Jump to Navigation
Jump to Content

Allen v. United States

Citation: 6 ELR 20783
No. No. 74-2506, 541 F.2d 786/(9th Cir., 09/20/1976)

The court upholds the charitable deduction taken by land developers for a gift of 9.2 acres of redwoods to the city of Mill Valley, pursuant to a residential development plan, but remands the cause for a determination of the adjusted basis of the property. Taxpayers had bought, for investment purposes, 22 acres of land zoned for one-acre residential lots, but a local ordinance permitted half-acre lots if equivalent land were preserved as open space. The city adopted taxpayers' plan for half-acre lots on the condition that 9.2 acres of redwoods on the land be deeded to the city. Taxpayers complied, and on their 1967-69 federal income tax returns they took a charitable deduction for the land transfer, which the Commissioner of Internal Revenue disallowed. The court below held for taxpayers by finding that they neither anticipated nor received any economic benefit in return for their gift of the property to the city. Even though the taxpayers received a quid pro quo, the trial court found that the taxpayers' "dominant purpose" was to preserve the redwoods, and the Ninth Circuit does not find that this fact determination is clearly erroneous.

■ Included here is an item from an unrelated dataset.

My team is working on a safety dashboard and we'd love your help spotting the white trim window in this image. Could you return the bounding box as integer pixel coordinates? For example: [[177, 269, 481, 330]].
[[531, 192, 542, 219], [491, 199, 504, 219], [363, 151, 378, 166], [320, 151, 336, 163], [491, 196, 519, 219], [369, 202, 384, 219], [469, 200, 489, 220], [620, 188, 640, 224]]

The dissent, skeptical of the purely preservationist motive of the gift, argues that the taxpayers expected and received a clear economic benefit in assuring approval of the development plan and making the development more attractive to potential purchasers, and contends that the district court's finding was clearly erroneous.

Counsel for Appellees
Sandra J. Shapiro
Henry L. Glasser
Bancroft, Avery & McAlister
Tenth Floor, TWA Bldg.
240 Stockton St.
San Francisco CA 94108
(415) 982-7526

Counsel for Appellant
George G. Wolf
Jonathan S. Cohen
Department of Justice
Washington DC 20530
(202) 739-4343

Goodwin, J. joined by Wallace, J.; dissent by Williams,* J.